Believing in the blessed return of Christ, inspires our hope. Last week in Oklahoma hundreds of students stood for Julius Jones who was scheduled for execution on Thursday afternoon when the governor commuted his sentence. They were joined by thousands of others in non-violent, direct-action protests: John Deere union workers, outside a Georgia courthouse stood for better wages and working contracts. The three who vigilante who killed Ahmaud Arbery, were found guilty of murder. Hundreds gathered to read the names of loved who they have lost to Covid. Two college young women protested at the largest port for coal.
We come from God and are going to God while living at every point in between.
I am encouraged by Abraham Joshua Heschel who said, “Remember that there is meaning beyond absurdity. Know that every deed counts, that every word is power...Above all, remember that you must build your life as if it were a work of art.”

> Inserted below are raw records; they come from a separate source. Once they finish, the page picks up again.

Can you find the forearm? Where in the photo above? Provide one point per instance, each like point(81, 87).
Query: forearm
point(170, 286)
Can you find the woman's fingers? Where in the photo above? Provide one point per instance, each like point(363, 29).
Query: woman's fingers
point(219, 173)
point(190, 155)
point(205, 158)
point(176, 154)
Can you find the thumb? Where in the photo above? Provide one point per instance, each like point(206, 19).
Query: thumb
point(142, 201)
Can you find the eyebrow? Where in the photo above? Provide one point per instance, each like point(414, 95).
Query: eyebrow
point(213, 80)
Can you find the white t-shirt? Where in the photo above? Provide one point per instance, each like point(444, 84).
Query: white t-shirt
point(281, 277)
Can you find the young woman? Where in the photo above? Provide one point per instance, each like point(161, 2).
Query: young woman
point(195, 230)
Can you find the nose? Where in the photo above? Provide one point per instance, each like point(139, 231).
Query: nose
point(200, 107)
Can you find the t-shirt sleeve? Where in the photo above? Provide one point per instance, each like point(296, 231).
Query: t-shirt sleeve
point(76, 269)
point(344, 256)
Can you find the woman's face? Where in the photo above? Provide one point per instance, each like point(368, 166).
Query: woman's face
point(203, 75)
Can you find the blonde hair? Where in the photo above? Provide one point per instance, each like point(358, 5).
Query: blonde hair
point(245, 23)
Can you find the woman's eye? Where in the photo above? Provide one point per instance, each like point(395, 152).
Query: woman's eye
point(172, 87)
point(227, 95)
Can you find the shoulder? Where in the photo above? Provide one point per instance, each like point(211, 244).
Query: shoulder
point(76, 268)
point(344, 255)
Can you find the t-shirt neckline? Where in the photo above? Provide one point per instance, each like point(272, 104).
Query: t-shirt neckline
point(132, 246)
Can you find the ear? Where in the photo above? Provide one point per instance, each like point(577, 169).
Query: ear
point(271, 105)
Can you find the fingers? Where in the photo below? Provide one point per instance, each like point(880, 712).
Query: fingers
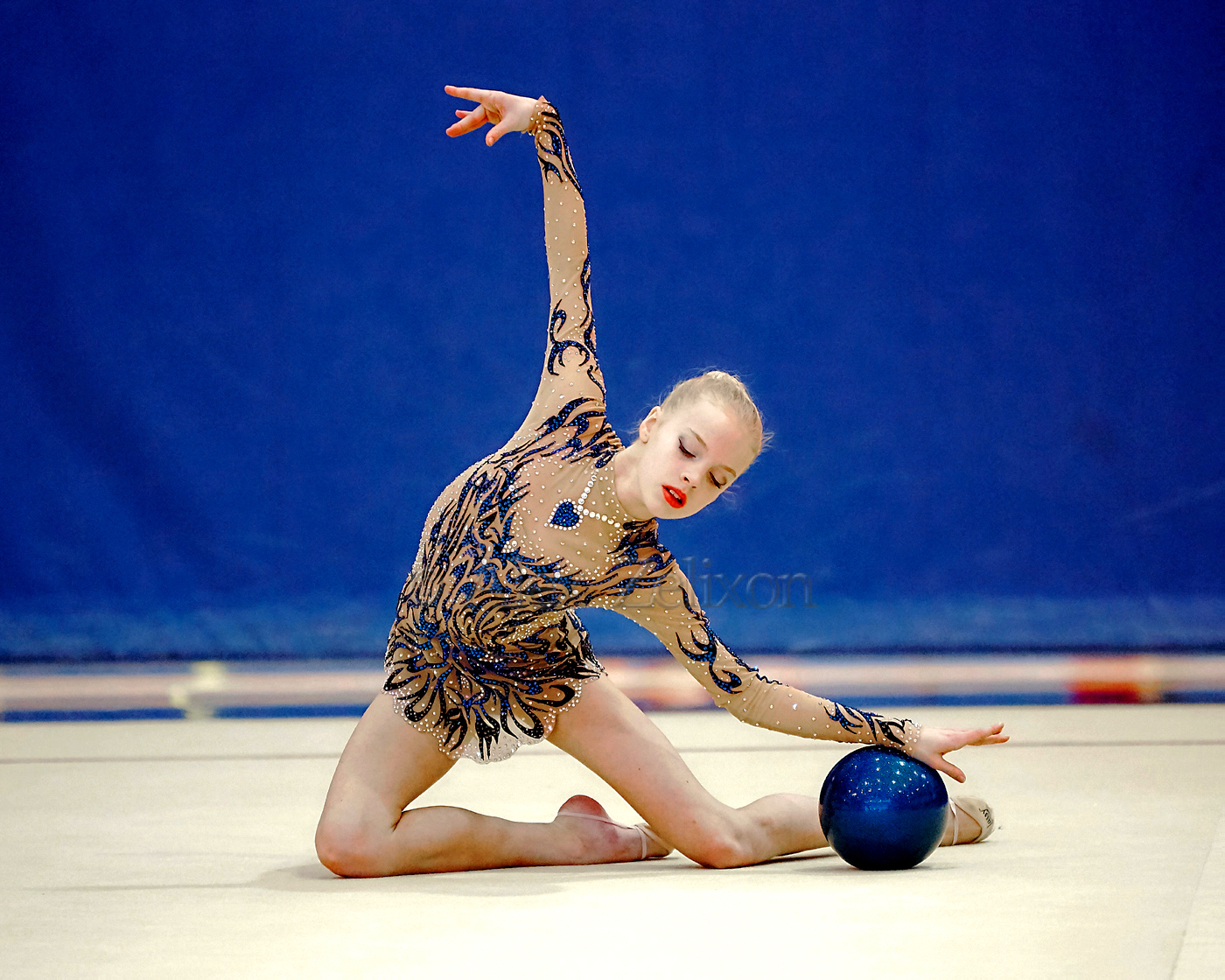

Sounds like doing hope, to me.
Christ promised to return, and the early church lived with eager anticipation. And so do we.
Therefore, let us do today what we hope for tomorrow. We do hope because of the nearness of God’s future. We pin our hope on this God who comes to us.
Prayer: Let our spirits, God, be encouraged that you are closer to us than we think! Resensitize us, we pray, until we live on tiptoe, expecting you at every moment. Amen.